Re: a question re online personals
3rdworldwm
Regular Contributor
3rdworldwm

Again you make judgment too quickly. I happen to know lots of single mother have similar stories as mine behind them. Do you know all the stories behind single mother to have that conclusion? God bless your girlfriend, she must be an angel.

Message Edited by 3rdworldwm on 08-30-2006 03:01 PM

08-30-2006 02:52 PM

Re: a question re online personals
moneyneversleep
Regular Contributor
moneyneversleep

Most single mothers are that way by choice, and did not marry.

08-30-2006 02:56 PM

Re: a question re online personals
Isis
Contributor
Isis

moneyneversleep wrote:
Most single mothers are that way by choice, and did not marry.

I have no idea if this is true or not. However, even if it is true, why does it give you license to assume it is true for every single mother you encounter? Why does it give you license to make unproductive and stupid conclusions about them and to behave in a childish and vituperative manner?

This all says alot more about you than it does about 3rdwldwm, or single mothers.

08-30-2006 03:05 PM

Re: a question re online personals
moneyneversleep
Regular Contributor
moneyneversleep

A smart man does not marry single mothers.  He does not marry someone else’s problems.  No, it says a lot about your attitude which does not hold women accountable for their decision and choices in life.

08-30-2006 03:19 PM

Re: a question re online personals
3rdworldwm
Regular Contributor
3rdworldwm

Isis, go and read some of the best the posts in “Ladies, your anger is misdirected” , don’t waste time with him anymore.

08-30-2006 04:46 PM

Re: a question re online personals
zacharias
Regular Contributor
zacharias

Isis wrote:

It completely flummoxes me that someone would be so willing to say such ugly things to someone he doesn’t even know.

3rdworldwm has been polite and thoughtful in all of her responses. Why would you say such horrible things?

Thank God for Feminism, that women can earn their own way, and don’t have to worry about being economically tied to such vindictive, hateful people.
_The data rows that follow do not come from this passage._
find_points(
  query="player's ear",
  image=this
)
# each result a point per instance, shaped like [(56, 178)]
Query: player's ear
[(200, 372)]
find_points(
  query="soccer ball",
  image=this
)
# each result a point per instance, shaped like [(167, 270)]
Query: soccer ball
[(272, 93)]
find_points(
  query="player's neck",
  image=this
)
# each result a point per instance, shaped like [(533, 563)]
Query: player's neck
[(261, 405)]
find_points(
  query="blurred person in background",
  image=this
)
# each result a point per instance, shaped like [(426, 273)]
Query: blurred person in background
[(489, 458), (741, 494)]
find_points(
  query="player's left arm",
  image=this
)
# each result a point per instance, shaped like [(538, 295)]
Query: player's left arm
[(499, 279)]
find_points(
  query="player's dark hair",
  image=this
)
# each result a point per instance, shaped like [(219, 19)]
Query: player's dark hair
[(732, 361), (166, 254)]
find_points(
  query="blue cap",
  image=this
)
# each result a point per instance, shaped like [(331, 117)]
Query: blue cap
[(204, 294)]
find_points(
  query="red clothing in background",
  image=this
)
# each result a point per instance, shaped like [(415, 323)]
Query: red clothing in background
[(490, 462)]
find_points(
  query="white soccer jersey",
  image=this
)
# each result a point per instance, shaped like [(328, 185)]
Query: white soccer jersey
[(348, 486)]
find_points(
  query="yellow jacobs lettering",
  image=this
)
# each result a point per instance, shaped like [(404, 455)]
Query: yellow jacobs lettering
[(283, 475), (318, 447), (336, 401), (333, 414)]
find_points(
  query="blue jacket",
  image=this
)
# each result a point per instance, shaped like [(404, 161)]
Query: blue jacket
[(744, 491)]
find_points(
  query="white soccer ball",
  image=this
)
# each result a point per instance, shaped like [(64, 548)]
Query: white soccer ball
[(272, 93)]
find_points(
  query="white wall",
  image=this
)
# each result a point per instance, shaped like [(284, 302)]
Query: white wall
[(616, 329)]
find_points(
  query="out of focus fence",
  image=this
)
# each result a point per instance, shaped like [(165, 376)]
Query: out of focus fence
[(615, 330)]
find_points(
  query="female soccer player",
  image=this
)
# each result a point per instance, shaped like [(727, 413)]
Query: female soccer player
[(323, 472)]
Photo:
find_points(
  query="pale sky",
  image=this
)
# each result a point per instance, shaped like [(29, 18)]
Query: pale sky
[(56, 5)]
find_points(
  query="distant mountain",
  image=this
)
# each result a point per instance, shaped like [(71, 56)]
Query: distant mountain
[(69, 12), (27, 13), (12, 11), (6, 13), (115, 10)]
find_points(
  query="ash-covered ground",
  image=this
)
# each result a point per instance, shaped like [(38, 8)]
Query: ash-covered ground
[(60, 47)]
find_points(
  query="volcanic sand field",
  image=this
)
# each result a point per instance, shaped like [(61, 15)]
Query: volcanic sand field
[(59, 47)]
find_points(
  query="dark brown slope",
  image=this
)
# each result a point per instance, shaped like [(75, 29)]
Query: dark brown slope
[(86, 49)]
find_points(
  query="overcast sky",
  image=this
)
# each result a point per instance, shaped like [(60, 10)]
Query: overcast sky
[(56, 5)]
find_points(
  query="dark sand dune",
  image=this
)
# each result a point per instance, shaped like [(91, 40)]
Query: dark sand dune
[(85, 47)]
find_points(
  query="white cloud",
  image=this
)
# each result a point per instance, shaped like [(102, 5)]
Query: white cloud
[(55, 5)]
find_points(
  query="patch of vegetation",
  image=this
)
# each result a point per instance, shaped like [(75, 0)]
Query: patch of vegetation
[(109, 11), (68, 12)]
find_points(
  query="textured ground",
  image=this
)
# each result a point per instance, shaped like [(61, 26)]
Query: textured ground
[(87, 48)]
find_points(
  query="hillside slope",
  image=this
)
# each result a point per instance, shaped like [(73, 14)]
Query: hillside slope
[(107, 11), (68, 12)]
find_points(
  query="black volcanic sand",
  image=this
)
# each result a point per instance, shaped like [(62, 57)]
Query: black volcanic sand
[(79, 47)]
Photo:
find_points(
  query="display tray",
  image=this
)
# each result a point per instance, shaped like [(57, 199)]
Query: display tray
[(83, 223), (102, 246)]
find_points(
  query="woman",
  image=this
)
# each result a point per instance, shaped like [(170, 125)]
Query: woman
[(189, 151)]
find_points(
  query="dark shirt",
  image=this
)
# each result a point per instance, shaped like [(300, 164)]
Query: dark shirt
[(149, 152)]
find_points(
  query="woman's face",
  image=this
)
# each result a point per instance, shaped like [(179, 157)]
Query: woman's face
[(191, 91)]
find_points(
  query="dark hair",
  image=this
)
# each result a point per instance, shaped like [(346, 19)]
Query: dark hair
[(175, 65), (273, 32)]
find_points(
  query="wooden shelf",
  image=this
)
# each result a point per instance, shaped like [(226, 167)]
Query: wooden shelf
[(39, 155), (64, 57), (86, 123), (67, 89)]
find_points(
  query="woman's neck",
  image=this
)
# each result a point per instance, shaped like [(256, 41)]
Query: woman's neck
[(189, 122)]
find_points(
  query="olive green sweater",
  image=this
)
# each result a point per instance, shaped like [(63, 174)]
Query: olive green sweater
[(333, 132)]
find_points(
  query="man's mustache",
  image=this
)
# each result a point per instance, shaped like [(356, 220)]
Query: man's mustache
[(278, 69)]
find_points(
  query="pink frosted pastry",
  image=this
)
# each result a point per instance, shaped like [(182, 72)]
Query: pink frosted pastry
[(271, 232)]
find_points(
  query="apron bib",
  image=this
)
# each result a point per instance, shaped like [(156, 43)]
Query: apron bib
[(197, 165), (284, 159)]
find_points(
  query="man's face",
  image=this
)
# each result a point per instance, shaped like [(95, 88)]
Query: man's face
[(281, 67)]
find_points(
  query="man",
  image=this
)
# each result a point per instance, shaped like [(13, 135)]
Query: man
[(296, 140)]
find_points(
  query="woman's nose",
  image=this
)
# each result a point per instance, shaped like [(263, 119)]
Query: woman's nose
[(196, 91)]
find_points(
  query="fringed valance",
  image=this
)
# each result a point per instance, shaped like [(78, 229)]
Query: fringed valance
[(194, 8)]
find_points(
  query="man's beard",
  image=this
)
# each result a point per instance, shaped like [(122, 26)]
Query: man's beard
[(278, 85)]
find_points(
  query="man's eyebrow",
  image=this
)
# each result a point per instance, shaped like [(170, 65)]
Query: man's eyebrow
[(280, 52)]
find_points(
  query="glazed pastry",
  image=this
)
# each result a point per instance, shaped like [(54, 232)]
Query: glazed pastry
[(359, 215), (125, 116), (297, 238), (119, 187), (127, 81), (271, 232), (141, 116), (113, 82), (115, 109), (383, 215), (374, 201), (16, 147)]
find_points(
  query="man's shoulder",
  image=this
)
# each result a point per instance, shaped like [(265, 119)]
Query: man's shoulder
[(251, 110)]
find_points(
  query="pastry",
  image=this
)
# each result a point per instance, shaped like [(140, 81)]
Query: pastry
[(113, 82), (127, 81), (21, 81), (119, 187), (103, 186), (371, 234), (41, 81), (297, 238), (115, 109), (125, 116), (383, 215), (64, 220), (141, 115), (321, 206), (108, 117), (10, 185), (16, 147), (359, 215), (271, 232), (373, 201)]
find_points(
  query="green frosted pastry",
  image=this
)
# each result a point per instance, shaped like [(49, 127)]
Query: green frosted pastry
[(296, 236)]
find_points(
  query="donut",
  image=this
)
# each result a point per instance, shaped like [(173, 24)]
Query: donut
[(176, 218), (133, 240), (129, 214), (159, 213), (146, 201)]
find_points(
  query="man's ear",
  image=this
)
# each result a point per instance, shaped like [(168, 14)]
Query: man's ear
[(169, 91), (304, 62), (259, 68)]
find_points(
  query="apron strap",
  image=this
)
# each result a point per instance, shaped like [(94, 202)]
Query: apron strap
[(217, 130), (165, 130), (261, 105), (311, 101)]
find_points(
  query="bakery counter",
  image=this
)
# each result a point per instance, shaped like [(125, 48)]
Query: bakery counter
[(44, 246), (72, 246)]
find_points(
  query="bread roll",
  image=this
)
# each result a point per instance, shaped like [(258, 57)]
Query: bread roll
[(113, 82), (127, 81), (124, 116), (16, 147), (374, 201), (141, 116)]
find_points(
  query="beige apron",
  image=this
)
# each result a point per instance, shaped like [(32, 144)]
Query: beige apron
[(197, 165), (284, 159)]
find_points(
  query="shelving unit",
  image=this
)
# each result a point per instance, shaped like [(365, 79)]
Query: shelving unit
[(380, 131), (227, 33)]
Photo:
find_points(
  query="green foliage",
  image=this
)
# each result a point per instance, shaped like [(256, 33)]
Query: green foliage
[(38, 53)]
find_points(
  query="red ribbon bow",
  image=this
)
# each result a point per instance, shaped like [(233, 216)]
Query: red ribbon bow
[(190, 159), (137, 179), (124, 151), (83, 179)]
I second that, Isis. It is truly sad that the outcome of “liberation” has turned out to be such hatred between men and women. At one time, I used to believe that men and women had so much to offer each other. Now, it seems that mostly what they do is take out their past wounds on others and create new wounds to drive men and women apart.

As women are fond of telling me when I recount some of the horror stories I have been through “Not ALL men are like that.”

08-30-2006 10:21 PM

Re: a question re online personals
3rdworldwm
Regular Contributor
3rdworldwm

Thank you and thank God “Not ALL men are like that.”  And the same words for you too, “Not ALL women like that” – referring the stories you are telling.

08-30-2006 11:08 PM

Re: a question re online personals
zacharias
Regular Contributor
zacharias

3rdworldwm wrote:

Thank you and thank God “Not ALL men are like that.”  And the same words for you too, “Not ALL women like that” – referring the stories you are telling.

It doesn’t matter any more whether they are or not, I have met enough women who ARE “like that”, that I no longer care. I have aged out of the time of my life when it made any difference to me.

08-30-2006 11:18 PM

Re: a question re online personals
3rdworldwm
Regular Contributor
3rdworldwm

zacharias wrote:

It doesn’t matter any more whether they are or not, I have met enough women who ARE “like that”, that I no longer care. I have aged out of the time of my life when it made any difference to me.

It is sad to hear that. I would move out of the area if half the men I work with or deal with every day act like that “j**k”. As I find out after being here for 15 yrs, most Americans are nice people, men or women. Bed time, good night.

08-30-2006 11:29 PM

Re: a question re online personals
zacharias
Regular Contributor
zacharias

3rdworldwm wrote:

zacharias wrote:

It doesn’t matter any more whether they are or not, I have met enough women who ARE “like that”, that I no longer care. I have aged out of the time of my life when it made any difference to me.

It is sad to hear that. I would move out of the area if half the men I work with or deal with every day act like that “j**k”. As I find out after being here for 15 yrs, most Americans are nice people, men or women. Bed time, good night.

Yeah, too bad so few women have believed that for the past 40 years or so. Sleep well.